Sariel melirik sebentar sambil memgernyit, kemudian meletakkan cangkir teh ditangannya yang sudah kosong.
"Oh itu. Aku sudah mendapatkannya. Kebetulan harga rumahnya juga cukup murah walaupun sebenarnya juga cukup menguras uang dikantong."
Wina tersenyum lega mendengarnya.
"Syukurlah kalau begitu."
"Besok aku akan membayar lunas rumah tersebut. Dan kamu bisa ikut denganku sebagai saksi."
"Siap, Nona," sahutnya sembari meletakkan tangannya di kening, seperti menghormat. "Sebaiknya Nona mandi dan kita makan malam bersama."
"Baiklah. Tolong kamu atur jadwalku besok untuk meninjau kebun yang ada di kota Marabahan. Agar tidak berbenturan dengan janjiku untuk membayar rumah tersebut."
"Siap, Nona."
Wina diam sebentar tampak berpikir. Ia seperti melupakan sesuatu.
"Em saya lupa memberitahu pada Nona mengenai balasan berkas pekerjaan yang dikirimkan Nona ke perusahaan K. Mereka meminta Nona untuk melakukan interview besok siang!"
"Benarkah!?" Sariel menatap setengah tak percaya pada Wina yang mengangguk beberapa kali. Ingatannya kembali pada email yang dikirim oleh orang yang mengaku sebagai CEO perusahaan K. Ia yakin penawaran pekerjaan waktu itu memang dalih sebagai bentuk penipuan.
Tetapi ia juga merasa sangat heran kenapa mesti selama itu menunggu jawabannya. Bahkan Sariel pun hampir lupa kalau ia pernah melamar pekerjaan disana.
"Tentu saja, Nona. Nona memang beruntung kali ini."
"Baiklah. Kalau begitu, kita akan meninjau kebun setelah interview selesai."
***
Gabio terlihat sibuk menyibak semua berkas yang ada dihadapannya. Sesekali matanya bergerak menatap kearah jendela Paris yang membentang lebar didepannya. Kacamata yang bertengger di wajahnya dilepas secara perlahan. Ia mengusap matanya pelan. Bayangan wajah Sariel saat membujuk anaknya yang berteriak histeris tanpa seorang pun mampu membujuknya melintas dibenaknya. Beberapa kali ia mengetukkan jari telunjuknya kearah meja hingga menimbulkan ketukan yang berirama.
Tiba-tiba pintu ruangannya dibuka dengan kencang. Arkan berjalan tergesa kearahnya dan langsung duduk dihadapannya. Lelaki itu seketika langsung meraih kopi yang tergeletak di atas meja milik Gabio. Langsung meneguknya tanpa meminta izin pada pemiliknya terlebih dahulu. Gabio hanya menatap sahabatnya tersebut dengan dingin dan tajam.
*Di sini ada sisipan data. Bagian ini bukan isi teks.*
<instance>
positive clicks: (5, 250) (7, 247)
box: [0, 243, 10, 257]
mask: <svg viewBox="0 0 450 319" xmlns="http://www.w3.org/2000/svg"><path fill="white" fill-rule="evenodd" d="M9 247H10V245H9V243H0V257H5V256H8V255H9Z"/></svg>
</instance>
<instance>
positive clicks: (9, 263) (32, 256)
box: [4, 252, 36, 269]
Arkan kembali bertingkah tidak sopan dengan mengangkat kaki kanannya ke atas meja milik Gabio dan tepat berada dihadapan lelaki tersebut, menggoyangkan dengan berirama. Gabio terlihat diam dan menggelengkan kepalanya samar dengan wajah yang terlihat semakin dingin.
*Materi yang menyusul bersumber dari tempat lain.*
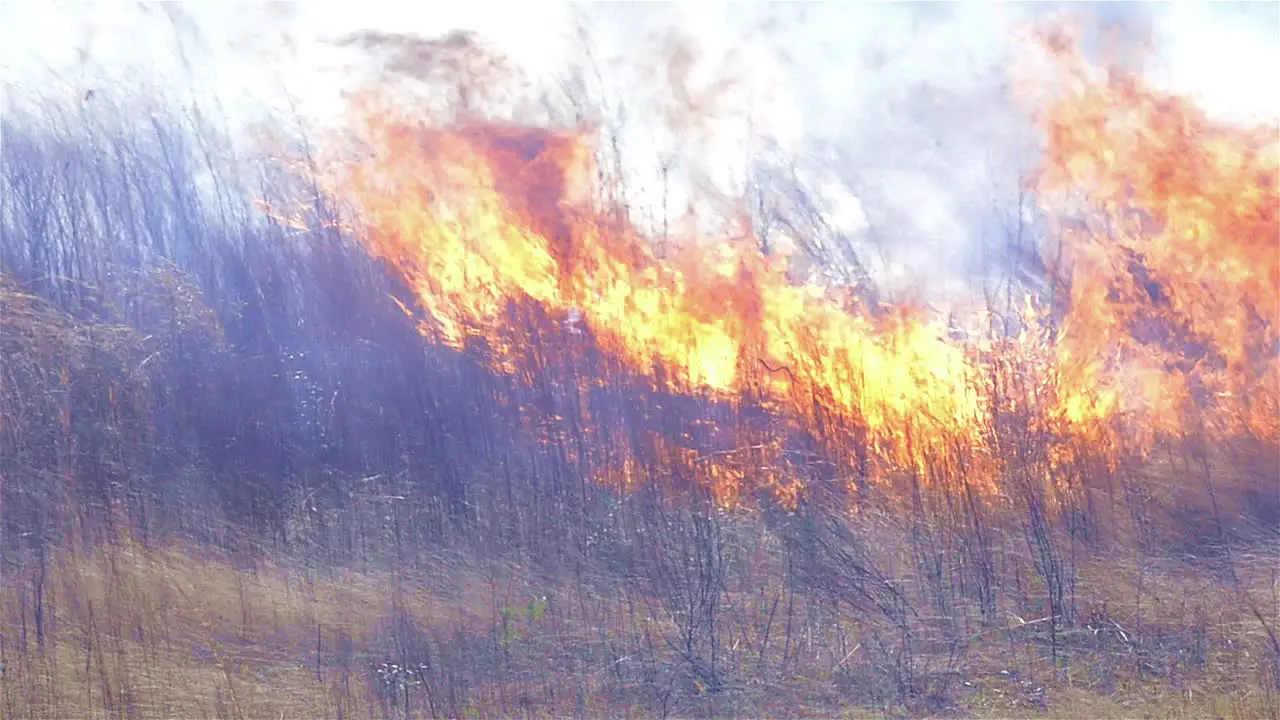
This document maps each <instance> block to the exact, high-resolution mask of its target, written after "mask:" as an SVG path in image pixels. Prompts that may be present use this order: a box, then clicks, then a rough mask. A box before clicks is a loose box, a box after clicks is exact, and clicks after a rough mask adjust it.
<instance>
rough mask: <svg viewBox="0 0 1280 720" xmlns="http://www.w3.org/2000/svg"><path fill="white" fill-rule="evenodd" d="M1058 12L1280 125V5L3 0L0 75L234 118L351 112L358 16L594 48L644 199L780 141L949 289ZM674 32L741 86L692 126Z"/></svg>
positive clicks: (395, 22)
"Turunkan kakimu!" Perintahnya masih menatap Arkan dengan tatapan menusuk. Tetapi Arkan justru terlihat santai, wajahnya cengar-cengir menanggapinya sambil menurunkan kakinya kembali seperti semula.
"Apa yang sedang kamu pikirkan? Apakah mengenai wanita itu?"
Gabio melirik sahabatnya yang bersikap santai bahkan lelaki itu sejak tadi mengoceh tak jelas.
"Bagaimana rasanya, apakah kamu sudah mencobanya?" godanya kembali entah kemana arah pembicaraannya.
"Kamu ingin bicara apa padaku!?" tanya Gabio menusuk. Ia menghentikan pekerjaannya sejenak.